OK, the following excerpt is several days old, but I don’t see why you should be penalized for my failure to c&p it promptly. Fire Joe Morgan‘s Ken Tremendous cringed at J.P. Ricciardi’s unabashed desire to populate the Toronto clubhouse with so-called “dirt bags”, and wondered if the Toronto GM really knows what he’s saying.

Saying you need more “dirtbags” on your team is like saying, “We need more skeevy dudes who will get drunk and wear tank tops and get tattoos that say ‘Born to Bone’ and listen to Nickelback and try to roofee some chicks.”

You know. Like these guys.

I am going to go ahead and recommend that the term cease to be used in a non-pejorative way. I mean, dirtbags means: dirtbags.

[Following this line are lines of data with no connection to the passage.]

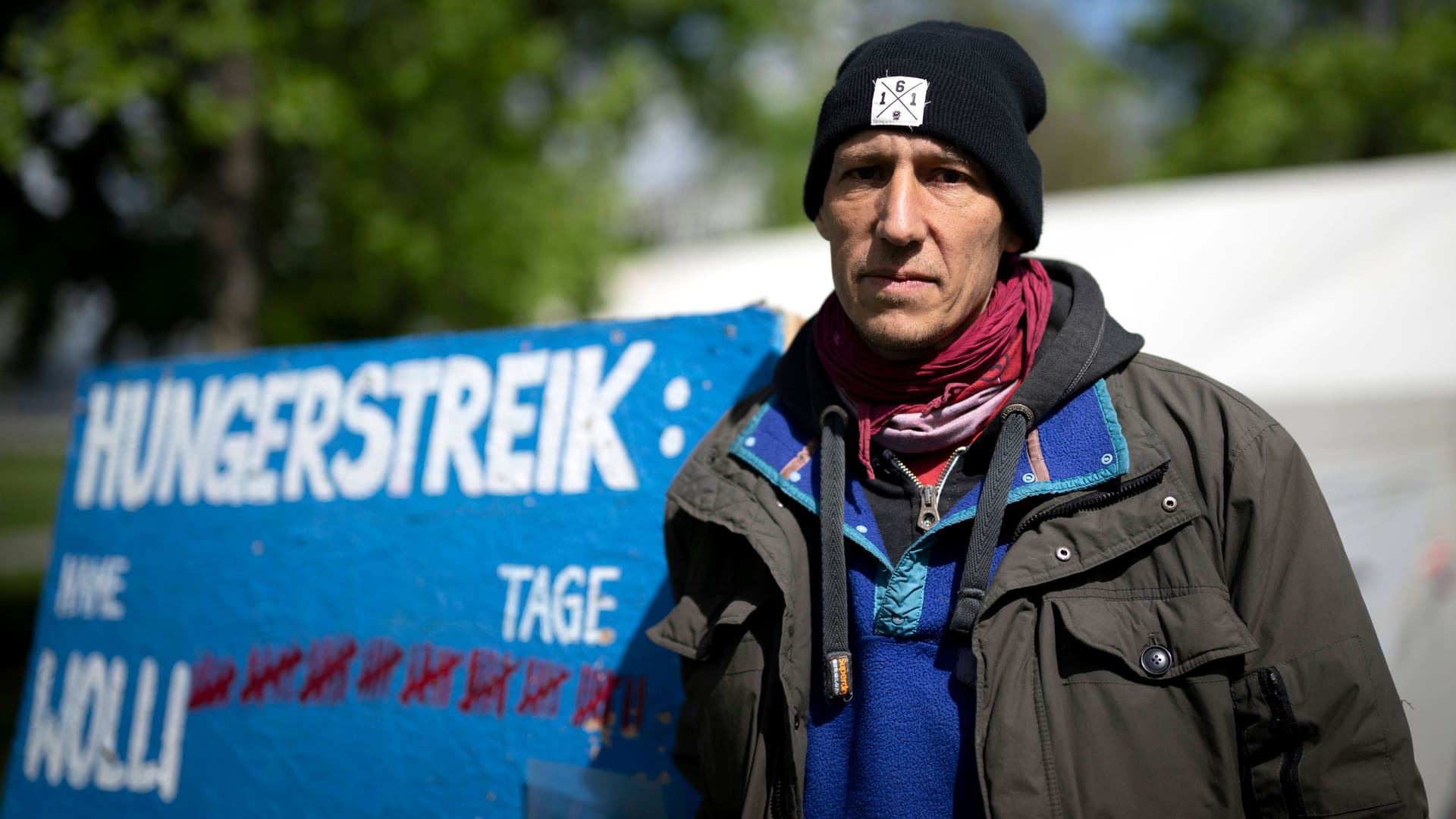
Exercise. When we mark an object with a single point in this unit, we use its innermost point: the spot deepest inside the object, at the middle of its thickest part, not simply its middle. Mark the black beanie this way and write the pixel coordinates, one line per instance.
(974, 88)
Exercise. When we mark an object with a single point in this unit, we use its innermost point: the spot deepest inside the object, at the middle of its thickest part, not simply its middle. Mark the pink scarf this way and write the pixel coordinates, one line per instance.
(952, 391)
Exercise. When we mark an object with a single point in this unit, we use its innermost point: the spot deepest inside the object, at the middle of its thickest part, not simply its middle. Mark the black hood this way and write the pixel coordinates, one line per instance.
(1082, 344)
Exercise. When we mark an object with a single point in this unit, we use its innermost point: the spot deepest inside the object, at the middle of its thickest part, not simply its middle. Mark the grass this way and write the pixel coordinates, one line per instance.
(19, 595)
(28, 488)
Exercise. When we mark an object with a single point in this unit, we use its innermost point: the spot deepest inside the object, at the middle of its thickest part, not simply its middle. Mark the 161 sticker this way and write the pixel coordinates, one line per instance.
(899, 101)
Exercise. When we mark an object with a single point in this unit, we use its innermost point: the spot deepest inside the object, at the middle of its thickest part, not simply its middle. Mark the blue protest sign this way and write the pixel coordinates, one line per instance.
(395, 577)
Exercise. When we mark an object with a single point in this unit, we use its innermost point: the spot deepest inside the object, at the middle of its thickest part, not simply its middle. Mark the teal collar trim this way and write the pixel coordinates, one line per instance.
(1078, 447)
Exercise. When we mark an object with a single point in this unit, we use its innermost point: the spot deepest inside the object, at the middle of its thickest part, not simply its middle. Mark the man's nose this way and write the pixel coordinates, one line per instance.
(902, 218)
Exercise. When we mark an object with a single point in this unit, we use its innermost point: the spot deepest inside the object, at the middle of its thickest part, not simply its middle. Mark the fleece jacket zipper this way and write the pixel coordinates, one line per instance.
(929, 513)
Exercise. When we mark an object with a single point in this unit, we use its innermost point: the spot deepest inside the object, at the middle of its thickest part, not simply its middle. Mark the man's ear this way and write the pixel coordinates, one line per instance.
(819, 223)
(1011, 241)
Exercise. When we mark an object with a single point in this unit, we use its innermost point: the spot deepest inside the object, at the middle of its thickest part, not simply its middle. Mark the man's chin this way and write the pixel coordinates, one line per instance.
(897, 338)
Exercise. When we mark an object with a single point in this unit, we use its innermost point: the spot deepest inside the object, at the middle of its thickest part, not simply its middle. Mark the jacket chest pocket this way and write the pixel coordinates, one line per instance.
(1138, 701)
(718, 746)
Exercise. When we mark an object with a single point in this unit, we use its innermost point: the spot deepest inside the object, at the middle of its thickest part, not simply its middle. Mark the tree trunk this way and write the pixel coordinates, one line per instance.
(229, 216)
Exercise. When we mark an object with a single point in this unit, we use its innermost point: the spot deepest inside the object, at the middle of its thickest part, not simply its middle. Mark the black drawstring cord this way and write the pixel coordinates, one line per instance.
(833, 579)
(984, 532)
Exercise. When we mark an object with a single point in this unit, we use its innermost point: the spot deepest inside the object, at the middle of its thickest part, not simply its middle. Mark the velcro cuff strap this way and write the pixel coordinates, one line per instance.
(837, 675)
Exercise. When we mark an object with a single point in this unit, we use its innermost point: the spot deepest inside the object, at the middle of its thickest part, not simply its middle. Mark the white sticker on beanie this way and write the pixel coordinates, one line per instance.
(899, 101)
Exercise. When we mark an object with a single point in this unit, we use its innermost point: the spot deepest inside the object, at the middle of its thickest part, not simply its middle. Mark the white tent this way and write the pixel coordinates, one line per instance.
(1324, 293)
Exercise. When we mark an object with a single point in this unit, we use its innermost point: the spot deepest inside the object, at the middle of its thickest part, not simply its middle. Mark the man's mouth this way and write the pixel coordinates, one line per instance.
(896, 280)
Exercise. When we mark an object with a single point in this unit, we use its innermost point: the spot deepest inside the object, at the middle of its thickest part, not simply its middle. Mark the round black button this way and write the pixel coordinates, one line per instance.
(1156, 661)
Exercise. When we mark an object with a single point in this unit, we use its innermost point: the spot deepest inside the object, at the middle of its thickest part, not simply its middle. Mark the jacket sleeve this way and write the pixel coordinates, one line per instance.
(679, 537)
(1323, 730)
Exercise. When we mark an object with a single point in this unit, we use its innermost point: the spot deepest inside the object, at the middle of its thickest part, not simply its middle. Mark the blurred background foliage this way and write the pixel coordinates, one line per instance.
(216, 174)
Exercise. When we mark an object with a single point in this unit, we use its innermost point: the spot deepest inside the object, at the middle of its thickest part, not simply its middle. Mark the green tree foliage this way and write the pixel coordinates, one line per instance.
(337, 168)
(1285, 82)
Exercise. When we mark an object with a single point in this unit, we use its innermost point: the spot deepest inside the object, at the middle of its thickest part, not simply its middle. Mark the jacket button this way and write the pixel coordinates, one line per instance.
(1156, 661)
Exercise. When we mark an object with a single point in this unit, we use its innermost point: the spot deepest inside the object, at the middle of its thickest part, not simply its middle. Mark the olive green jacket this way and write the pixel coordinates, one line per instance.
(1216, 544)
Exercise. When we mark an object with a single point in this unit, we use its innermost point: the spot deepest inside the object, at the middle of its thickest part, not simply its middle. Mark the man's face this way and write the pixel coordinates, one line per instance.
(915, 237)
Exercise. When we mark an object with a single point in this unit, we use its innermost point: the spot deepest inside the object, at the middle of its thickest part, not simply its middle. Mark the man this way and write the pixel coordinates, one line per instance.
(973, 553)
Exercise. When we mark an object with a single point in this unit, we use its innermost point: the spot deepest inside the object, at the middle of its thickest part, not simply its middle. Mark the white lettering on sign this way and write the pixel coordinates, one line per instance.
(89, 588)
(538, 422)
(564, 610)
(77, 742)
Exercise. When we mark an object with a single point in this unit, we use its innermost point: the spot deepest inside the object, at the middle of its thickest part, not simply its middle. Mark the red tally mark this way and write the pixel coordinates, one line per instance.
(271, 673)
(593, 697)
(212, 681)
(541, 692)
(327, 678)
(378, 667)
(488, 676)
(430, 675)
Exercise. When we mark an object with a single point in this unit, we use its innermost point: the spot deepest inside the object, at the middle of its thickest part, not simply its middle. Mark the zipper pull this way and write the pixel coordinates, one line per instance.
(929, 515)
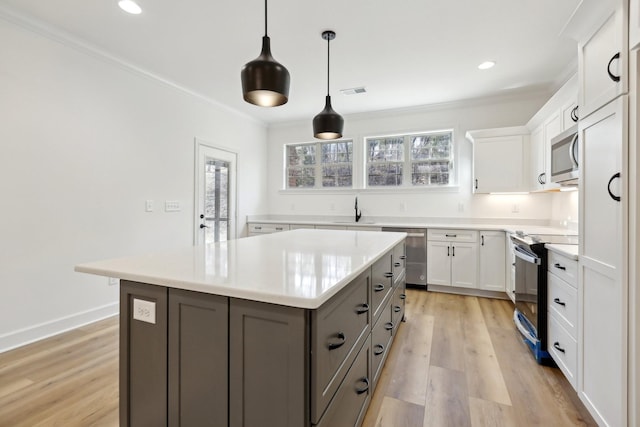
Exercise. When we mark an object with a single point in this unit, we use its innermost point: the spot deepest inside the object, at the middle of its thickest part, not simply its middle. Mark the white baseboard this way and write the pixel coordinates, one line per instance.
(45, 330)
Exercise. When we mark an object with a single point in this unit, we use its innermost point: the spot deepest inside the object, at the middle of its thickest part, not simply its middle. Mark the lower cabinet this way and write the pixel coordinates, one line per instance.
(191, 359)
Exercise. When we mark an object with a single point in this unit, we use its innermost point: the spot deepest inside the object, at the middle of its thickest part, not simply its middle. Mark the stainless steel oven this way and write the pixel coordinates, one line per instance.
(530, 315)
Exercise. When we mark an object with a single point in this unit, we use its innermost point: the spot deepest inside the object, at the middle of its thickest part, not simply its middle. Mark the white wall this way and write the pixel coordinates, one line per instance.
(463, 116)
(83, 143)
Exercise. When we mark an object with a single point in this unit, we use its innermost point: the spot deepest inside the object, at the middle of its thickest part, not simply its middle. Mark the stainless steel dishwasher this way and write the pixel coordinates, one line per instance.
(416, 248)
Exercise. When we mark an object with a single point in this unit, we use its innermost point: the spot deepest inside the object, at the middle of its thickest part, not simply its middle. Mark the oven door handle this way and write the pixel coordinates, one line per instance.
(527, 256)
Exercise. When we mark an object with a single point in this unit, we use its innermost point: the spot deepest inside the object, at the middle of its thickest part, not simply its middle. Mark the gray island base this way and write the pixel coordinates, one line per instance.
(195, 356)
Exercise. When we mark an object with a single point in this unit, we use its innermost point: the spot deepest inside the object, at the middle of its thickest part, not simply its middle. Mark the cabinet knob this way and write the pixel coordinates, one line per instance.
(611, 75)
(341, 337)
(360, 390)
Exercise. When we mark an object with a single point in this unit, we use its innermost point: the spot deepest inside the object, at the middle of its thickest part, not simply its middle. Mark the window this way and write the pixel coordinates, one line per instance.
(417, 160)
(320, 165)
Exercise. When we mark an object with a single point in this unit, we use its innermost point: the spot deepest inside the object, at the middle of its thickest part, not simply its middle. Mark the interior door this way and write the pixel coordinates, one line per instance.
(215, 204)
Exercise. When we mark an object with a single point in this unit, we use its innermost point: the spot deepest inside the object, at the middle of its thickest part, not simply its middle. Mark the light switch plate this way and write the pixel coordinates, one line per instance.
(144, 311)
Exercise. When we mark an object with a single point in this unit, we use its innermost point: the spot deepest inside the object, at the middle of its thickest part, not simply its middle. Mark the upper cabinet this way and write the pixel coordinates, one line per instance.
(499, 164)
(557, 115)
(602, 63)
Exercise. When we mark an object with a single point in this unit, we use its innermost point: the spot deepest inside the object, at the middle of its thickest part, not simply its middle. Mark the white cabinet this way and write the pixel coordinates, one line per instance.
(634, 24)
(603, 290)
(452, 258)
(258, 228)
(499, 160)
(602, 63)
(492, 260)
(562, 309)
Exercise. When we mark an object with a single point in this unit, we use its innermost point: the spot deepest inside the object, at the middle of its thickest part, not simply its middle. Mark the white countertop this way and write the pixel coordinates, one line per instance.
(570, 251)
(300, 268)
(494, 225)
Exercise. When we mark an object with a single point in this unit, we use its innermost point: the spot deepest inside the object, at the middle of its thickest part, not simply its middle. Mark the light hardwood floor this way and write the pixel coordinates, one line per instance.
(457, 361)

Men of questionable moral character, who wear lots of cologne and get fake tans and spike their hair and flash gang signs at the camera when their picture is taken even though they grew up quite white-ly in Dumont, NJ and think that pec size is fucking key to getting chicks and had their most spiritual moment ever at an Everclear concert in 1998 when the ‘Clear played “Father of Mine” acoustic and it fucking rocked and they have a good buddy who’s serving 18 months for sexual assault but he was totally innocent and someday they hope to like start their own club in Miami where the music would be awesome and there’s dollar-Jaeger-shot Tuesdays and it would be fucking tiiiiiight.